Hi,
I tried this method to linear attention
http://proceedings.mlr.press/v119/katharopoulos20a/katharopoulos20a.pdf
as following code:
#PermuterFormer - P
q = q.gather(-1, self.permutation[:, :, :q.shape[2]].expand_as(q))
k = k.gather(-1, self.permutation[:, :, :k.shape[2]].expand_as(k))
# Apply the feature map to the queries and keys
Q = torch.nn.functional.elu(q) + 1
K = torch.nn.functional.elu(k) + 1
#PermuterFormer - r
Q *= (self.ratio.unsqueeze(-1) ** torch.arange(Q.shape[2], device=Q.device).unsqueeze(0)).unsqueeze(-1)
K *= ((1 / self.ratio).unsqueeze(-1) ** torch.arange(K.shape[2], device=K.device).unsqueeze(0)).unsqueeze(-1)
if mask is not None:
K.masked_fill_(mask.unsqueeze(1).unsqueeze(-1), 0.0)
# Compute the KV matrix
KV = torch.einsum("nhsd,nhsm->nhmd", K, v)
# Compute the normalizer
Z = 1/(torch.einsum("nhld,nhd->nlh", Q, K.sum(dim=2))+self.eps)
# Finally compute and return the new values
V = torch.einsum("nhld,nhmd,nlh->nlhm", Q, KV, Z)

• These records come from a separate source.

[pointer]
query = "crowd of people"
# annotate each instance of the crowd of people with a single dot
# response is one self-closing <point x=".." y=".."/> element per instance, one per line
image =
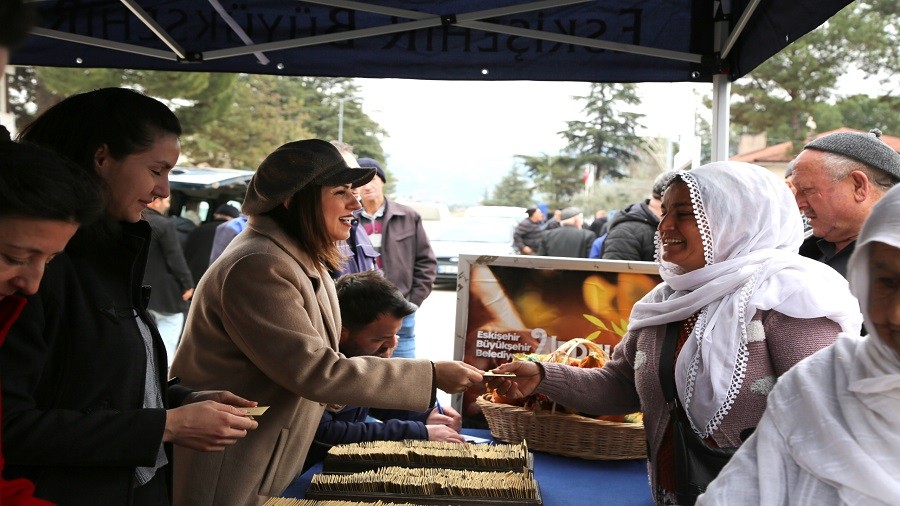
<point x="754" y="343"/>
<point x="627" y="235"/>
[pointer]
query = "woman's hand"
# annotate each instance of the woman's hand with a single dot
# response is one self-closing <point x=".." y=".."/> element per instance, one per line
<point x="451" y="418"/>
<point x="454" y="377"/>
<point x="222" y="396"/>
<point x="208" y="421"/>
<point x="528" y="377"/>
<point x="444" y="433"/>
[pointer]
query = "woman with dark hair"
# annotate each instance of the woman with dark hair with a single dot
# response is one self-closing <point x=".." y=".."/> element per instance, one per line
<point x="736" y="309"/>
<point x="88" y="414"/>
<point x="265" y="320"/>
<point x="43" y="200"/>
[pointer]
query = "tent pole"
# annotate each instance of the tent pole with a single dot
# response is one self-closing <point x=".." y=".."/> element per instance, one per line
<point x="721" y="109"/>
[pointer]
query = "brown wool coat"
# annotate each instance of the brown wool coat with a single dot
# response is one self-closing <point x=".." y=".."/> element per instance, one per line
<point x="264" y="324"/>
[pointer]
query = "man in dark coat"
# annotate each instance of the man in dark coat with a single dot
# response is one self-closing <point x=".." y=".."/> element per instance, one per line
<point x="527" y="237"/>
<point x="407" y="259"/>
<point x="569" y="240"/>
<point x="170" y="280"/>
<point x="838" y="178"/>
<point x="373" y="309"/>
<point x="632" y="230"/>
<point x="198" y="245"/>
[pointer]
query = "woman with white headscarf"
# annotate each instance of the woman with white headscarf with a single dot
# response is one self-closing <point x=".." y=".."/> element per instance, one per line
<point x="831" y="432"/>
<point x="747" y="307"/>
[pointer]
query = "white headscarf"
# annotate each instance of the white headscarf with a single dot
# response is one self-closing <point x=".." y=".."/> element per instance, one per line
<point x="858" y="452"/>
<point x="751" y="230"/>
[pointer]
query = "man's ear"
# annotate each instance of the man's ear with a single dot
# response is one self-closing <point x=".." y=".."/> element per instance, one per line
<point x="101" y="156"/>
<point x="861" y="185"/>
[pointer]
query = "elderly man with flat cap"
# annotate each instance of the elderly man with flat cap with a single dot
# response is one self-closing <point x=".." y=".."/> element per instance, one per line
<point x="569" y="240"/>
<point x="837" y="179"/>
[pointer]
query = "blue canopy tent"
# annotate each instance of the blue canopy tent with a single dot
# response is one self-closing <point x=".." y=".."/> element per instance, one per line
<point x="552" y="40"/>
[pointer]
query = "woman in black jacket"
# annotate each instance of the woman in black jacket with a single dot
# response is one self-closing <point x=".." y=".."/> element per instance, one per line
<point x="88" y="412"/>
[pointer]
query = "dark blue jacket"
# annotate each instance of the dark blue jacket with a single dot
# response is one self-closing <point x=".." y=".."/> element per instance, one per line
<point x="349" y="425"/>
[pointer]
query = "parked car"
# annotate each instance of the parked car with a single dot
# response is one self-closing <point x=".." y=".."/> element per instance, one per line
<point x="202" y="189"/>
<point x="472" y="236"/>
<point x="508" y="212"/>
<point x="433" y="214"/>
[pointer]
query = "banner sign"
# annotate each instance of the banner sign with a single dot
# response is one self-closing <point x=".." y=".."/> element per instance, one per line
<point x="520" y="305"/>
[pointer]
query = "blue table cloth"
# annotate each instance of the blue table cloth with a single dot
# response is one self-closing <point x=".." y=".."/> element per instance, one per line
<point x="563" y="481"/>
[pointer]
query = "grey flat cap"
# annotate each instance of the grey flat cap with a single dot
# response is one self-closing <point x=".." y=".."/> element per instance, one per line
<point x="865" y="148"/>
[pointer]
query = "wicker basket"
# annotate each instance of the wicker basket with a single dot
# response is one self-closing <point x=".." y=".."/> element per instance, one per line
<point x="564" y="434"/>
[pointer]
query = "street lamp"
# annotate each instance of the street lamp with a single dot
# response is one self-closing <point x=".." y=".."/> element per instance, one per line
<point x="340" y="120"/>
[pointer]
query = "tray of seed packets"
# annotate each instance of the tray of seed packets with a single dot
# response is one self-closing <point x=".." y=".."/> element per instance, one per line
<point x="428" y="473"/>
<point x="368" y="455"/>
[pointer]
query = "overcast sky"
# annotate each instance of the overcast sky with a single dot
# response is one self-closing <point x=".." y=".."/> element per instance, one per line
<point x="451" y="141"/>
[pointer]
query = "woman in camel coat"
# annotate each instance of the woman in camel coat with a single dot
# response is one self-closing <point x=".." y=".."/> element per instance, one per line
<point x="265" y="322"/>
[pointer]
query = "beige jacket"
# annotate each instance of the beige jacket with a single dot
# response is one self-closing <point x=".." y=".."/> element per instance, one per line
<point x="264" y="324"/>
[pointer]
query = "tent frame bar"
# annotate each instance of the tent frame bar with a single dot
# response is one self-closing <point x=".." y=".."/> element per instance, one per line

But always got "nan" issue after 1~5 steps.
From my perspective, this may caused by this step:
Q *= (self.ratio.unsqueeze(-1) ** torch.arange(Q.shape[2], device=Q.device).unsqueeze(0)).unsqueeze(-1)
K *= ((1 / self.ratio).unsqueeze(-1) ** torch.arange(K.shape[2], device=K.device).unsqueeze(0)).unsqueeze(-1)
which multiply a very small number to Q and a very big number to K when the index is large.
Do I use the correct integration way? Or any suggestion for this?
Thanks.